Judge sentences former Charlotte televangelist to 5 years behind bars for tax evasion

CHARLOTTE, N.C. — A judge sentenced a former Charlotte televangelist, found guilty of tax evasion and filing false tax returns, to five years in federal prison on Tuesday.

[Document: Coontz report]

Channel 9 has investigated Todd Coontz for years.

During sentencing, the judge said Coontz acted in “arrogant and disrespectful ways” regarding the laws of this country and used a “long-term effort to minimize his income improperly and maximize his business expenses improperly.” The judge also called Coontz a scofflaw, which is someone who flouts the law.

Meanwhile, a group that fights religious fraud wants the IRS to revoke the tax-exempt status of Coontz's Rockwealth International Ministries.

The Trinity Foundation sent Channel 9 a 15-page report explaining why the IRS should revoke the status.

"He's been living the high life with exotic cars and exotic residences," Pete Evans, with The Trinity Foundation, said.

[Televangelist with ties to Charlotte indicted after Channel 9 investigation]

“Trinity Foundation has been investigating religious organizations for over 25 years and from our standpoint, this organization is a scam. It is not a real church,” the organization said.

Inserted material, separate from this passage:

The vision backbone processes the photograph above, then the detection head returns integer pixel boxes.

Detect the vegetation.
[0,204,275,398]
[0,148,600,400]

The Secret Service started looking into Coontz and Rockwealth Ministries as a result of Channel 9's investigations that started more than six years ago.

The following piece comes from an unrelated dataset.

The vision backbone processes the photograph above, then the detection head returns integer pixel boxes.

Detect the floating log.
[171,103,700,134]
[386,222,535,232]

Coontz promised financial miracles to people who sent money to his ministry.

Channel 9 found he was living in a million-dollar condo and had a Ferrari and Maserati titled in the name of the ministry. Prosecutors said Coontz also had three BMWs, two Ferraris, a Land Rover and a Regal 2500 boat.

On Tuesday, the judge said Coontz could serve his time in a prison near his home in Fort Lauderdale, Florida. The judge also ordered him to serve one year under court supervision after he is released from prison and to pay $755,669 in restitution.

Prosecutors claim Coontz's accountants tried to warn him about his spending, but that he ignored them.

Coontz hid receipts and iPads after he caught wind of the investigation surrounding his ministry, prosecutors said.

Coontz's lawyers said Rockwealth International did good work and spent $1.5 million to feed the hungry.

They said he was going through a hard time. His mother and two brothers died and he had gone through two divorces.

His second ex-wife provided the IRS with more evidence against him.